Abstract
The review article emphasizes a single technique: Spray cooling, which
is essential in diverse fields from laser treatments to humidifiers.
Thus, proving its significance in modern-day research by proving it to
be a perfect alternate solution as a cooling technique. The article
thoroughly details single and multi-phase cooling with detailed insight
into its architectural aspect, classification, and design. The article
further emphasizes modeling heat transfer dynamics with a few attempts
from simulations. It highlights the general mechanism of heat exchange
involving arguments from the droplet level, impacted by successive
generations of droplets, and the evolving thermal footprint of a hot
surface to visualize cooling. Furthermore, an attempt to list out the
factors involved in spray cooling, such as the nozzle characteristics,
surface texture, flow rate, and spraying combinations have been
discussed in detail.

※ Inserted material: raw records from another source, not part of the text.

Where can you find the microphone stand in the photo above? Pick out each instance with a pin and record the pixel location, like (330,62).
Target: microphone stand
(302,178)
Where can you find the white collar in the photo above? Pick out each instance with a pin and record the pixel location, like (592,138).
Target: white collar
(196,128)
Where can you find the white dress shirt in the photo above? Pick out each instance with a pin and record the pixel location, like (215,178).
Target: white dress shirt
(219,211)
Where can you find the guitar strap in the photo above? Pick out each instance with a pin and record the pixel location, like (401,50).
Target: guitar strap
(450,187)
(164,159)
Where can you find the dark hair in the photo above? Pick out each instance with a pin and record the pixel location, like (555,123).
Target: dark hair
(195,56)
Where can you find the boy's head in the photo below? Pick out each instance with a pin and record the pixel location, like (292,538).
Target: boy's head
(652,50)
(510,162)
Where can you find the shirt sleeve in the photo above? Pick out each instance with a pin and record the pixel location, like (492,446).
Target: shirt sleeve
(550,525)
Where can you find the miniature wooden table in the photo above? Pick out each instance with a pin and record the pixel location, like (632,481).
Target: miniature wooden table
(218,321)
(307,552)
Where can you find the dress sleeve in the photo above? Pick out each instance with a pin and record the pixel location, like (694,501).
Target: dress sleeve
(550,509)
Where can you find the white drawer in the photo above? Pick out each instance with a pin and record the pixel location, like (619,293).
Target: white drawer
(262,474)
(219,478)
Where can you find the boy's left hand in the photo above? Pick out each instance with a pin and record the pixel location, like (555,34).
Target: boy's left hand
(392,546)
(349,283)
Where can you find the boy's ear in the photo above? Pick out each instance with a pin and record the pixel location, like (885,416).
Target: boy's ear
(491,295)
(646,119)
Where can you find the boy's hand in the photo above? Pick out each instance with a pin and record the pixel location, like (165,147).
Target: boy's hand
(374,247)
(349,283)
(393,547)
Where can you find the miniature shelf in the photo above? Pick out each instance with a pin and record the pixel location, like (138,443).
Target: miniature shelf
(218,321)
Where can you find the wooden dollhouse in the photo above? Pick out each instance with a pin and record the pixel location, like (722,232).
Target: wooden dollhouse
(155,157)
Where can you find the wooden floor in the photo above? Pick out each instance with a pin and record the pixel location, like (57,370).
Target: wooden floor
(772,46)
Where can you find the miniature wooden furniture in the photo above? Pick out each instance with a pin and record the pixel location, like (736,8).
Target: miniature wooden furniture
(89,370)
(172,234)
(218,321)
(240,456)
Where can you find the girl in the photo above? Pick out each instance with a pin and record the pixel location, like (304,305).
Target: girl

The later parts of the paper deal with the
fundamental challenges related to the conduction of electricity, power
consumption, efficient packing, corrosion, flooding, and suitable
suggestions to overcome the mentioned problems. In the final part, a new
enhancement has been suggested by the authors, which could, in theory,
be the subsequent developmental work in spray cooling. The paper also
includes summary tables relevant to the heading concepts to enhance,
deepen, and help in the thorough understanding of the concepts.